Note that in this example the len attribute refers to the word’s values as filtered, excluding noise characters like punctuation, diacritics, etc. For instance, for [len>"9"] results are 2: requierant, horribilis.

  • [sylc="4"]: find any word counting 4 syllables. This attribute relies on the parser’s integration with the Chiron system, so that the data are not derived from the document, but from software analysis performed in real time during indexing. 8 results: insidias, hinsidias, mirifice, hinsidias, avunculus, metuebant, horribilis, hionios.

Single Structure

  • [$name="lg"] or [$lg]: the shorter form is available only for non-privileged attributes. find all the structures having name lg (TEI line group = strophe): 6 results. Note that the title’s words (“ad Arrium”) do not appear among the results, as they are not included inside a strophe.
  • [$name="l"] or [$l]: find all the structures having name l (line): 12 results.
  • [$name="snt"] or [$snt]: find all the structures having name snt (sentence): 4 results, including the title (“ad Arrium”).
  • [$name="div"] or [$div]: find all the structures having name div (here corresponding to a single poem): 1 result.

Multiple Pairs

  • OR: [value="chommoda"] OR [value="commoda"] (this is better accomplished by using a single pair with a regular expression).
  • AND: [value="ionios"] AND [gn] (geographic name): find the word Ionios when it’s a toponym. Here we are matching against an attribute gn representing the geographic name, and derived from the TEI geogName element in the input document. 2 results: ionios, ionios.
  • AND NOT: [value="ionios"] AND NOT [gn]

Collocations

  • NEAR: [value="sic"] NEAR(m=0,s=l) [value="mater"]: sic at either side of mater, with a maximum distance of 0, when both tokens are inside the same structure named l (verse). 2 results: sic, sic.
  • NOT NEAR: [value="sic"] NOT NEAR(m=0) [value="mater"]: find the word sic not immediately before/after the word mater. 1 result: sic at verse 6.
  • BEFORE: [value="sic"] BEFORE(m=0,s=l) [value="mater"]: find the word sic at the left side of mater, with a maximum distance of 0, when both tokens are inside the same structure named l (verse). 1 result: sic.
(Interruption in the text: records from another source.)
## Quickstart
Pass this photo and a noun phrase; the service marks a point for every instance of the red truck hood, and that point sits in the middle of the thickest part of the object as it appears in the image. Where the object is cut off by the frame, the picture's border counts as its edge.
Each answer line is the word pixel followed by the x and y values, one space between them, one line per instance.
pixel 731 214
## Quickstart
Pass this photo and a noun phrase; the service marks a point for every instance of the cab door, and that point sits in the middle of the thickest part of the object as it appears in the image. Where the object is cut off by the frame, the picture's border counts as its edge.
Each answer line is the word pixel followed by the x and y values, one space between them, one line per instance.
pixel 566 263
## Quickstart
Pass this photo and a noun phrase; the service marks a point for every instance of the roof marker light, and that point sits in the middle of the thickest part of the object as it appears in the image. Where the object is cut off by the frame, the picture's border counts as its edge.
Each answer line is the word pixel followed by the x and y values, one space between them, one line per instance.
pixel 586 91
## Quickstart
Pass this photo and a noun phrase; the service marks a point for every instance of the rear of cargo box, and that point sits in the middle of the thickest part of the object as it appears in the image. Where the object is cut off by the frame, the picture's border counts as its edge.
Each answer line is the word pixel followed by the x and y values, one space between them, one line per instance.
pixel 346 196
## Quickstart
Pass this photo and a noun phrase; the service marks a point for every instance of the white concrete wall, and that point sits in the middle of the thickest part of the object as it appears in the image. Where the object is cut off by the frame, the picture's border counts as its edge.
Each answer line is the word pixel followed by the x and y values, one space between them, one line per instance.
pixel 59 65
Combinations are possible, e.g. [value="sic"] BEFORE(m=0) ([value="mater"] OR [value="liber"]) finds sic immediately before mater or liber.
  • NOT BEFORE: [value="sic"] NOT BEFORE(m=0) [value="mater"]: find the word sic when it is not immediately followed by mater. 2 results: sic (all the 3 sic words in the sample text, except for the one before mater).
  • AFTER: [value="sic"] AFTER(m=0,s=l) [value="mater"]: find the word sic immediately following (minimum distance=0) the word mater, only when both tokens are inside the same structure named l (verse). 1 result: sic.
  • NOT AFTER: [value="sic"] NOT AFTER(m=0) [value="mater"]. 2 results.
  • INSIDE: [value$="ter"] INSIDE(me=0) [$l]: find any word ending with ter at verse end, i.e. inside a structure named l, with a maximum distance of 0 to the end of that structure. 1 result: leviter.
  • NOT INSIDE: [len="2"] NOT INSIDE() [$lg]: find any word consisting of 2 letters and not included in a stanza. 1 result: ad (from the title ad Arrium).
  • OVERLAPS: [pn] OVERLAPS() [$l]: find any person name overlapping with a verse structure. 2 results: Arrius (excluding the third Arrius which is found in the title).
  • LALIGN: [$name="l"] LALIGN(m=0) [$name="snt"]: find any verse whose beginning coincides with the beginning of a sentence. 3 results for verses starting with chommoda, credo, hoc.
  • RALIGN: [$name="l"] RALIGN(m=0) [$name="snt"]: find any verse whose end coincides with a sentence end. 3 results for verses ending with hinsidias, avias, Hionios.

Scopes

  • corpus: @@[neoteroi rhetoric][value="chommoda"]: find the word chommoda only in the documents belonging to any of the corpora named neoteoroi and rhetoric (assume that the sample document belongs to the former). 1 result: chommoda.
  • document: @[author="Catullus" AND (date_value>="0" OR category="poetry")][value="chommoda"]: find the word chommoda only in those documents having as author Catullus and being either dated A.D. or included in the poetry category. Here author, date_value, and category are all document attributes. 1 result: chommoda.
  • corpus and document: @@[neoteroi rhetoric]@[author="Catullus" AND (date_value>="0" OR category="poetry")][value="chommoda"]: find the word chommoda only in the documents belonging to any of the corpora named neoteoroi and rhetoric (assume that the sample document belongs to the former), only in those documents having as author Catullus and being either dated A.D. or included in the poetry category. 1 result: chommoda.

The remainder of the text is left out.